Baltimore - Polk Audio continues to sharpen its focus on "solutions and applications-oriented products" with the planned launch of wireless subwoofers and a wireless speaker that reproduces two to four surround channels from a single cabinet.
According to Al Barron, product manager, many of the solutions "will attract a class of customer not prepared to deal with the challenges of component audio." One of those solutions is the $399 WRS Wireless Surround F/X, a wireless active rear surroundbar that, from a single behind-the-couch chassis, delivers two to four channels of surround sound through a combination of DSP and driver placement. Surround sound is delivered wirelessly to the speaker via an included transmitter.
Another solution is a trio of wireless-ready subwoofers designed to provide more placement options and dispense with unsightly speaker cables running along the floor.
In another product launch, the company is upgrading the sound quality and weather resistance of its Atrium outdoor speakers, which mount on exterior walls or under eaves. The new models also add a speed-lock mounting system that enables one-handed placement by installers on ladders.
Here's a closer look at the products:
Wireless rear surroundbar: Polk is targeting second-quarter availability of what could be a first-of-its-kind surround speaker system. The active single-chassis WRS Wireless Surround F/X, when placed behind the main listening position, reproduces two to four surround channels delivered via 2.4GHz wireless transmitter, which is connected to an A/V receiver or other audio component. The $399 8-inch by 20-inch by 8-inch speaker combines active DSP and passive Controlled Dispersion Array (CDA) driver placement, which bounces sound off the ceiling and sidewalls, to deliver an enveloping soundfield and directional cues. A three-position switch optimizes response for placement on the floor, on a waist-high surface, or on a higher shelf or mantle.

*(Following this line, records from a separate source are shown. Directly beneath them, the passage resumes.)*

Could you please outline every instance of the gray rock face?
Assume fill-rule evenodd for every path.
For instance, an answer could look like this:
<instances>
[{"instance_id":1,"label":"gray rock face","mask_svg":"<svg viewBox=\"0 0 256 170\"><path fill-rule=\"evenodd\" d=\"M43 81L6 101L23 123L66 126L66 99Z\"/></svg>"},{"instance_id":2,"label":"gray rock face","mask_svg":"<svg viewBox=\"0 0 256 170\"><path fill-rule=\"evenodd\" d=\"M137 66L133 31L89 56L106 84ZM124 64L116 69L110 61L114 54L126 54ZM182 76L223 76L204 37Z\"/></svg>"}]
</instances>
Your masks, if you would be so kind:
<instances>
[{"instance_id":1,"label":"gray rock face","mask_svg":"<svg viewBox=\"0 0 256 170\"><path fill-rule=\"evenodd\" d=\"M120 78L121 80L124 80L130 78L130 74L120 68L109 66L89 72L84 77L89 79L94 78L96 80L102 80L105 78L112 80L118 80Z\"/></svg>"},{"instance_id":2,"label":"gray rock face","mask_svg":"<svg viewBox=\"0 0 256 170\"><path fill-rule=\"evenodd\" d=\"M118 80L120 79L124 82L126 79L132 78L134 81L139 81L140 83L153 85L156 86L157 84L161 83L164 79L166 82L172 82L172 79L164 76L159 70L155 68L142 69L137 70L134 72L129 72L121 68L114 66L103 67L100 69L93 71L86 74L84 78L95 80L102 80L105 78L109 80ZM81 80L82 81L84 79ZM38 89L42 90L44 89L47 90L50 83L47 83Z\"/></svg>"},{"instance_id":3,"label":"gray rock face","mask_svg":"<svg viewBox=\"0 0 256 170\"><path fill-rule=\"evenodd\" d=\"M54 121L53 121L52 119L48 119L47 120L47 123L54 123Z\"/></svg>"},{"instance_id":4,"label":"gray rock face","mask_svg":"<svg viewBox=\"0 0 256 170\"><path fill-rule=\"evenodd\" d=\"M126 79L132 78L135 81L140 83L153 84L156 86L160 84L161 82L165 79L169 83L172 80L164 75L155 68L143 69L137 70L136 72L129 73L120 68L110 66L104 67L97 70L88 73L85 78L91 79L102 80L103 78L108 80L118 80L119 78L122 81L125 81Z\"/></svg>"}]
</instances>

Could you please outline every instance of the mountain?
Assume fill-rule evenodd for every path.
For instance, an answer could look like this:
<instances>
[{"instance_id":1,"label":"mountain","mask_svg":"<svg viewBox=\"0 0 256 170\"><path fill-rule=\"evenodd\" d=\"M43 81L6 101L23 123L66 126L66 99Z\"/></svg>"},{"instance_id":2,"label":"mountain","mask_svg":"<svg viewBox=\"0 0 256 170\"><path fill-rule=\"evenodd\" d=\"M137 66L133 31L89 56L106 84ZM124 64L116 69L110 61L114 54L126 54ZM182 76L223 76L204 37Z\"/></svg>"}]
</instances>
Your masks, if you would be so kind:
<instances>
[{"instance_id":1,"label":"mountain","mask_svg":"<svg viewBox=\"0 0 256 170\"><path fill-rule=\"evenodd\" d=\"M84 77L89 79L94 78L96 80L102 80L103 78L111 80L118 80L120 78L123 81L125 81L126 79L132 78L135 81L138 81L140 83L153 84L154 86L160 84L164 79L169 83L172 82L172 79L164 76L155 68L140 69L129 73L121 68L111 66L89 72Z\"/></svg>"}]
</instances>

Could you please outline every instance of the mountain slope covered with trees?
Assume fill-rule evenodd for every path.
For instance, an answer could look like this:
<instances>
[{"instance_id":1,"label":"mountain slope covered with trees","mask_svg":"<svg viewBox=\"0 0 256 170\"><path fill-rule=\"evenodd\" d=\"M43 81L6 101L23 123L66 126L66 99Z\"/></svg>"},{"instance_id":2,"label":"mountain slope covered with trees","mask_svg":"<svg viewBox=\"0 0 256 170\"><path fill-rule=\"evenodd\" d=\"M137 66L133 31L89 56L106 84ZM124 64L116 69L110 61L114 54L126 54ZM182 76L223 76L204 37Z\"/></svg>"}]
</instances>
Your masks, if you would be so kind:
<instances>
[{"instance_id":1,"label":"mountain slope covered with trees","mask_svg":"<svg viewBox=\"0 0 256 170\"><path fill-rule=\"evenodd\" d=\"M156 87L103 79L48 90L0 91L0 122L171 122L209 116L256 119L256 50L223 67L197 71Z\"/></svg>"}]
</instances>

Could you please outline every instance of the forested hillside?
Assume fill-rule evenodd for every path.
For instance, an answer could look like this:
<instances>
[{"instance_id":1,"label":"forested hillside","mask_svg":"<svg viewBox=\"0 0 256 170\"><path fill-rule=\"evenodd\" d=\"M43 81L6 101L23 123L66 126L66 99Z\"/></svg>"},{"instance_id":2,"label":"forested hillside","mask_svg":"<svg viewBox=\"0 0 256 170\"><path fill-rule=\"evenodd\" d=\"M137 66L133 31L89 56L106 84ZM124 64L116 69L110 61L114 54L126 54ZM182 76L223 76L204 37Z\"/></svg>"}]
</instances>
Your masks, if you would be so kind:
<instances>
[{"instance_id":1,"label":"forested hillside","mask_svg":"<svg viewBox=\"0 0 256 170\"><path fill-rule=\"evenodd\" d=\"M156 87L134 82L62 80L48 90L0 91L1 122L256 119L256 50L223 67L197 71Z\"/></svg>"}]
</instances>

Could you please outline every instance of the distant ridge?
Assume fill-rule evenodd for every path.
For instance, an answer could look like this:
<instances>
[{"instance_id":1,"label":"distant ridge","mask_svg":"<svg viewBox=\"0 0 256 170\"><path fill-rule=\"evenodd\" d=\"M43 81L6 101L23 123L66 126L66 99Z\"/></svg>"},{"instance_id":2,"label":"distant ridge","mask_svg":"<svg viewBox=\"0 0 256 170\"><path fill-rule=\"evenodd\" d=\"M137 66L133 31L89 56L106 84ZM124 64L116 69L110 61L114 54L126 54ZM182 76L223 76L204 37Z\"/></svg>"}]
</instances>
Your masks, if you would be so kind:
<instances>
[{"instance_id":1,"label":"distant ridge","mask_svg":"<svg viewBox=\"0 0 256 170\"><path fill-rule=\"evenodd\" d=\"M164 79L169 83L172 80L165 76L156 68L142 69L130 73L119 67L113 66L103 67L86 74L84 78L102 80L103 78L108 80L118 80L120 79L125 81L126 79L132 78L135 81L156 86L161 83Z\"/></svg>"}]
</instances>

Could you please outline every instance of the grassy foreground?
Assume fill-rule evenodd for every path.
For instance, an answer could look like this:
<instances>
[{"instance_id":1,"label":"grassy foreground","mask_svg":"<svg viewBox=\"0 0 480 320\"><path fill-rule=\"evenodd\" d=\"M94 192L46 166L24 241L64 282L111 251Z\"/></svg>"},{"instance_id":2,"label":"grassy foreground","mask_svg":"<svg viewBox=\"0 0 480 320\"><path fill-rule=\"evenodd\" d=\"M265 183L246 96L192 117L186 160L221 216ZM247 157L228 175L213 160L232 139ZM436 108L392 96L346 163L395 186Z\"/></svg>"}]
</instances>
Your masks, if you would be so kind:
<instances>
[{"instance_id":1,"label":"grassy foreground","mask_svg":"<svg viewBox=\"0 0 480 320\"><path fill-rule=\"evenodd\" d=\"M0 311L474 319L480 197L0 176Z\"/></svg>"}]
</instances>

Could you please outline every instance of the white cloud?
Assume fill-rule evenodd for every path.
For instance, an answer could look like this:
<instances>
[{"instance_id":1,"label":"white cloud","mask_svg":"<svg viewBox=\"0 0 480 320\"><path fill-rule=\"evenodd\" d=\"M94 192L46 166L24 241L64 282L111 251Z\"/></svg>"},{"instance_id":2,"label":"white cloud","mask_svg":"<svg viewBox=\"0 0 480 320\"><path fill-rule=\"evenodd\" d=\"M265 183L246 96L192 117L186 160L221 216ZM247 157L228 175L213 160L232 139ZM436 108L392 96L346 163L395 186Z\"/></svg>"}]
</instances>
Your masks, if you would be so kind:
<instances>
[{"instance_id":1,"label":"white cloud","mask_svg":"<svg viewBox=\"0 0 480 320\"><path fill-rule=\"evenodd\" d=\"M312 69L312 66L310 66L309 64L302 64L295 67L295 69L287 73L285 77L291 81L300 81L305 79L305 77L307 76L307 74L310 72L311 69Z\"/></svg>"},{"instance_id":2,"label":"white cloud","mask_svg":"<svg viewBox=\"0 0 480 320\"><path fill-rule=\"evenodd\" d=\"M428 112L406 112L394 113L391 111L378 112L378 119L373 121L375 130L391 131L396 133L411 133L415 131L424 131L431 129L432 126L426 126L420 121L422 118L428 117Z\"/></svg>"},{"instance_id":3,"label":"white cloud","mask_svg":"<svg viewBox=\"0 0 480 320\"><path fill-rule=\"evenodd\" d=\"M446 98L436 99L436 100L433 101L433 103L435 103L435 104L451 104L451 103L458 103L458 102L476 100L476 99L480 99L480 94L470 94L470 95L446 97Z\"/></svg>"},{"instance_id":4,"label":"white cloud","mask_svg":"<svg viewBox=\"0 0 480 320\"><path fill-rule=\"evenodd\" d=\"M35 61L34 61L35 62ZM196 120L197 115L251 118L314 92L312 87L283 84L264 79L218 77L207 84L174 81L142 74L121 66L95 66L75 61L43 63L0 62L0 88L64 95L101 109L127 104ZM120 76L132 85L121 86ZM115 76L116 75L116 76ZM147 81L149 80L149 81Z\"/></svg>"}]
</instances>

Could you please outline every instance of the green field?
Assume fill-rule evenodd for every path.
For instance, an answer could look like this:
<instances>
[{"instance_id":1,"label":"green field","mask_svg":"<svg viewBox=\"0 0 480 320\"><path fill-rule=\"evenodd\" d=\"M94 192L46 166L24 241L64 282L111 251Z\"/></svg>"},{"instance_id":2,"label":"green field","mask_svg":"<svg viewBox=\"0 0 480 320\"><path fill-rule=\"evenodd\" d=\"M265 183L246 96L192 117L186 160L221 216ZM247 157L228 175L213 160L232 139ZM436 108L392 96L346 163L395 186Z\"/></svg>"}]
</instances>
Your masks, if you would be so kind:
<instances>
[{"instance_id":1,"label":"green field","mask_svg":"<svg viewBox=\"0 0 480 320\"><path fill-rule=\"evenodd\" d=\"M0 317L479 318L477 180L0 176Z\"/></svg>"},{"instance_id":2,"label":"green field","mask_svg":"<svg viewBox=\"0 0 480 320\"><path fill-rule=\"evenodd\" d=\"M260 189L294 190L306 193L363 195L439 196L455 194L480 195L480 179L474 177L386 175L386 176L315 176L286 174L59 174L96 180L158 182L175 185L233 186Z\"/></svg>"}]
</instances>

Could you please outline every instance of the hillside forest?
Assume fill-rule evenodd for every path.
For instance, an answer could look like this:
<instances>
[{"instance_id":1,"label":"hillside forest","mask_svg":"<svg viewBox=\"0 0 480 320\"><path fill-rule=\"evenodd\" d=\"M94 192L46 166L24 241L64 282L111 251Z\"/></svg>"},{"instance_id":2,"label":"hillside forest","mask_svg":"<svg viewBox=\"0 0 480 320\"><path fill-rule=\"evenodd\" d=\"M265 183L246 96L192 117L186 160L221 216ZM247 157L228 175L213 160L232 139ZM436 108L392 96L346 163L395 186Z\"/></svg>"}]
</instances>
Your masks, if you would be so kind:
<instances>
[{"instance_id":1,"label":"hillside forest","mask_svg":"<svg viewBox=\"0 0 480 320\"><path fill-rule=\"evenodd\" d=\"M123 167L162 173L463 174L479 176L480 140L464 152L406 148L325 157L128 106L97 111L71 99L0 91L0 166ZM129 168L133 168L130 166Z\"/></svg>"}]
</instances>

The speaker array in the ported cabinet consists of a down-firing 5.25-inch woofer and two 2-inch drivers, one firing to the left and up, and the other to the right and up, from angled baffles. The transmitter connects to an audio component's speaker or line-level outputs.
Wireless-ready subwoofers: The company's first three wireless-ready subwoofers, in the DSW Pro Digital series, can be connected wirelessly to home entertainment systems via an optional plug-and-play kit to enable more placement options.
The wireless kit, the $119 PWSK 1, consists of a small wireless dongle that connects to the subwoofers' amplifier plate and uses the subwoofers' own power supply. An included compact wireless transmitter connects to an A/V receiver. The kit uses the wireless platform used in Polk's PSWi225 wireless subwoofer.
The three Polk's new wireless-ready subwoofers are the compact DSW PRO 440wi at $449 with 8-inch woofer and 360 watts of amplification. The DSW PRO 550wi at $559 sports 10-inch woofer and 400 watts of power, and the flagship DSW PRO 660wi at $679 features 12-inch woofer and 500 watt amplifier.
The subs set sail in the second quarter.
Atrium outdoor speakers: In upgrading its two-way Atrium outdoor series, Polk said it improved sound quality, weatherproofing, and reliability while making installation easier when installers on ladders attaching them to outdoor walls or under eaves. New anodized-aluminum tweeters and molded woofers were designed for outdoor use, with the tweeters described as "immune" to the weather while delivering smooth indoor quality and broader dynamic range for outdoor use. A weather-resistant port in larger models adds efficiency and an additional 3dB of bass output.
Six models in the lineup included three sealed-enclosure models priced from $100 each to $329 each. Two ported models are priced at $399 and $499, the latter capable of being used as either a left-right speaker or a single-speaker stereo model. It features dual-voice-coil 6.5-inch woofer and two 1-inch aluminum-dome tweeters. A slider switch lets installers select single-channel or stereo mode. Sliding the switch to single-channel mode covers the second input to prevent improper hookup.